These days there are few taboo subjects that haven’t been tackled by a photographer, and it takes something very unexpected to genuinely raise eyebrows. At least year’s Recontre d’Arles photography festival in the South of France, guest of honour and long-time provocateur Nan Goldin invited a group of talented photographers, some established and some emerging, to show their work in one of the main exhibition halls. After the opening week, one young photographer’s name was on everyone’s lips: Leigh Ledare
His exhibition there, currently on show in expanded form at the Pilar Corrias gallery in London, was an extraordinary exploration of his decidedly ambiguous relationship with his mother, and the conflicting desires faced by a young man and an aging woman. Brutally intimate, it featured a mix of poignant portraits, personal, often troubling letters between mother and son, and explicit shots of his mother involved in sexual acts with male prostitutes. For a son to witness his mother involved in such scenes is one thing, but to be able to coolly document them and realise a show based around them was something few, if any, were prepared for. His mother, a former model and professional ballerina, appears to have serious trouble reconciling herself with her increasing age and declining appeal to the opposite sex, actively going out of her way to be provocative and sexual, drawing Ledare into her subversive schemes. These images aren’t deliberately sensationalist though, and once you can get beyond the initial shock, Ledare’s work explores some serious, fundamental issues. He looks at what makes us who we are; our desires, aspirations and needs; primal urges which are often loaded with ethical and psychological conflict. The hand-written ‘Girls I Wanted To Do’ list, which include his mum and his then-girlfriend’s sister alongside more obvious objects of teenage lust, listed alongside heroes from his childhood, is a great, poignant illustration of the complicated urges and aspirations of adolescence. All of us have ideas of who we'd like to be and how we want to appear, but few have delved this deeply into the murkier parts of the psyche. The viewer wonders who this woman is, and who the photographer is that can put himself through this. Its raw therapy and role-play through photography in a way that Cindy Sherman never dreamed of, and the body of work as a whole is something very brave and unprecedented.

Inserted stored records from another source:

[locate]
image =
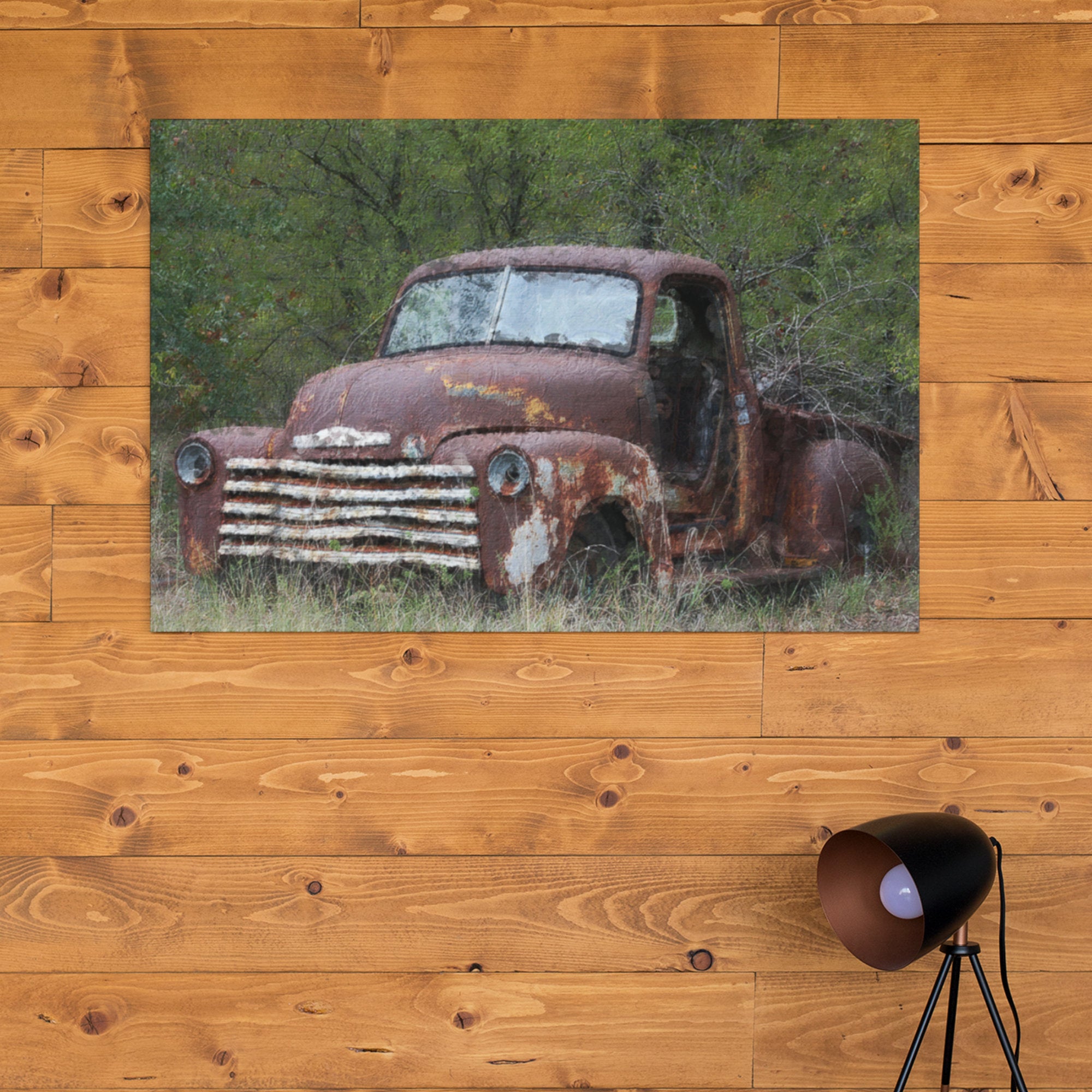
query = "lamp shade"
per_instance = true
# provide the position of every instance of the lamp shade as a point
(948, 865)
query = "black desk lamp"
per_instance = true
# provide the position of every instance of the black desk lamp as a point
(894, 889)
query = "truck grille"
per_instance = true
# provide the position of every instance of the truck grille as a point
(351, 514)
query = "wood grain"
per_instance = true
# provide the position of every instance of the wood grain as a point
(1006, 85)
(1030, 442)
(75, 328)
(825, 1030)
(20, 208)
(530, 798)
(97, 208)
(155, 14)
(1006, 323)
(690, 13)
(78, 89)
(529, 915)
(1018, 204)
(1018, 561)
(74, 446)
(101, 682)
(352, 1030)
(25, 564)
(101, 564)
(1008, 679)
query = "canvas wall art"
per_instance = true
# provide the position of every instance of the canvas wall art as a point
(535, 375)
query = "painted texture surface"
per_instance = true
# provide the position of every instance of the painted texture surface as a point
(293, 862)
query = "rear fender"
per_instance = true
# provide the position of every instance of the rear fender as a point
(830, 480)
(525, 539)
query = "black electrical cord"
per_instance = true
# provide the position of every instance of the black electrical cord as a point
(1004, 962)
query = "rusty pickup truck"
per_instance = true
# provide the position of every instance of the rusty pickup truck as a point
(531, 406)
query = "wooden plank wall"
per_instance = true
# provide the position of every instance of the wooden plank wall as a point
(437, 862)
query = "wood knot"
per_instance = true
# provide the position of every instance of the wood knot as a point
(123, 816)
(96, 1023)
(609, 798)
(702, 960)
(55, 286)
(28, 438)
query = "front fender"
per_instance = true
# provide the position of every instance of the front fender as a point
(199, 506)
(525, 539)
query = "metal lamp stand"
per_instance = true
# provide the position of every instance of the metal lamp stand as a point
(955, 953)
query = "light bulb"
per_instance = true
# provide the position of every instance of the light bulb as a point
(899, 894)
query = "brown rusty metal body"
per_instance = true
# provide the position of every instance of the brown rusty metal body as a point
(595, 430)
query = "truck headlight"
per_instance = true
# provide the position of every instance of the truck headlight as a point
(509, 473)
(194, 462)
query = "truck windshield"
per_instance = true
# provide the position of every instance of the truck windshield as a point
(518, 307)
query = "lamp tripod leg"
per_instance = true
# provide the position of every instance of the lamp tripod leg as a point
(927, 1017)
(946, 1072)
(999, 1027)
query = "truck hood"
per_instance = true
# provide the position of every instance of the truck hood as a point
(403, 407)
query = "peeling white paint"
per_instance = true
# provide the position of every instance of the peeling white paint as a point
(363, 472)
(532, 545)
(341, 436)
(461, 540)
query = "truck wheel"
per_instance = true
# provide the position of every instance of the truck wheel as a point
(599, 541)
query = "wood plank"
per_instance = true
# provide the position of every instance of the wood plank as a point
(25, 564)
(532, 798)
(1006, 442)
(101, 564)
(826, 1030)
(77, 89)
(20, 208)
(1018, 204)
(1006, 323)
(74, 446)
(97, 208)
(694, 13)
(158, 14)
(1006, 679)
(396, 1031)
(1010, 85)
(75, 328)
(94, 682)
(1018, 561)
(723, 915)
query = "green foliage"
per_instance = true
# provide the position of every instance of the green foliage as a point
(278, 246)
(891, 524)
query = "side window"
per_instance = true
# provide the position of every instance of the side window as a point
(666, 322)
(689, 362)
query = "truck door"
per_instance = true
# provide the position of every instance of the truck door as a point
(689, 362)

Perhaps unfortunately for him, Ledare was anointed the successor to Goldin’s throne after his triumph at Arles. But his work is very different to hers, and the fearless way he explores the themes he does set him apart from Goldin, who is more of a documentarian. Ledare has also been working on a series of self portraits which continue his exploration of identity and the role of photographer and model. Answering personal ads which reminded him of his mothers’ view of herself, he paid these women to photograph him at their homes, in scenarios of their choice. He also invited certain art collectors to photograph him within the context of their art collections, and both these series mix together to further blur our idea of who this complex, unsettling photographer is.